The tepid global economic prospects also threaten the achievement of the 17 Sustainable Development Goals (SDGs), when the 2023 SDG Summit in September marks the mid-point of the implementation of the 2030 Agenda, it said.
“This is not the time for short-term thinking or knee-jerk fiscal austerity that exacerbates inequality, increases suffering and could put the SDGs farther out of reach. These unprecedented times demand unprecedented action,” António Guterres, United Nations Secretary-General said.
“This action includes a transformative SDG stimulus package, generated through the collective and concerted efforts of all stakeholders,” he added.
According to the report, slower growth, coupled with elevated inflation and mounting debt vulnerabilities, threatens to further set back hard-won achievements in sustainable development, deepening the already negative effects of the current crises.
A prolonged period of economic weakness and slow income growth would not only hamper poverty eradication, but also constrain countries’ ability to invest in the SDGs more broadly, it said.

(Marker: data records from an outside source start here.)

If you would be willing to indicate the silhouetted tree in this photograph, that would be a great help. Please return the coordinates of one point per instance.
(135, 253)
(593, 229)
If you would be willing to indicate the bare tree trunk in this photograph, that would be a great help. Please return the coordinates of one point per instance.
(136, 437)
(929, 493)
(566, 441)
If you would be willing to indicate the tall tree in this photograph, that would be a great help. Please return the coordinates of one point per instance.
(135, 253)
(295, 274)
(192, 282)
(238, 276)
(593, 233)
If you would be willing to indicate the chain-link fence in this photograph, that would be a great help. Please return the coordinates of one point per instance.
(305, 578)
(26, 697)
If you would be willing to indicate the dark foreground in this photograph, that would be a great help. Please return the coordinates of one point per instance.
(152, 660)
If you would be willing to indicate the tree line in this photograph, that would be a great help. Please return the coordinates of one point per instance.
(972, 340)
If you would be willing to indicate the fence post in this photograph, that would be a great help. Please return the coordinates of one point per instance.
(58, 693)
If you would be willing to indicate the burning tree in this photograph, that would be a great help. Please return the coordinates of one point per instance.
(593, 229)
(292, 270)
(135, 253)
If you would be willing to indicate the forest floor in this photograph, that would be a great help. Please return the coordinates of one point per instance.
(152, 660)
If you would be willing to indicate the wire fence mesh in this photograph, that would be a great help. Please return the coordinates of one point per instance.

“The current crises are hitting the most vulnerable the hardest — often through no fault of their own. The global community needs to step up joint efforts to avert human suffering and support an inclusive and sustainable future for all,” Li Junhua, United Nations Under-Secretary-General for Economic and Social Affairs, said.
The report calls for Governments to avoid fiscal austerity which would stifle growth and disproportionately affect the most vulnerable groups, affect progress in gender equality and stymie development prospects across generations.
It has also recommended reallocation and reprioritization of public expenditures through direct policy interventions that will create jobs and reinvigorate growth.
“This will require strengthening of social protection systems, ensuring continued support through targeted and temporary subsidies, cash transfers, and discounts on utility bills, which can be complemented with reductions in consumption taxes or custom duties,” it said.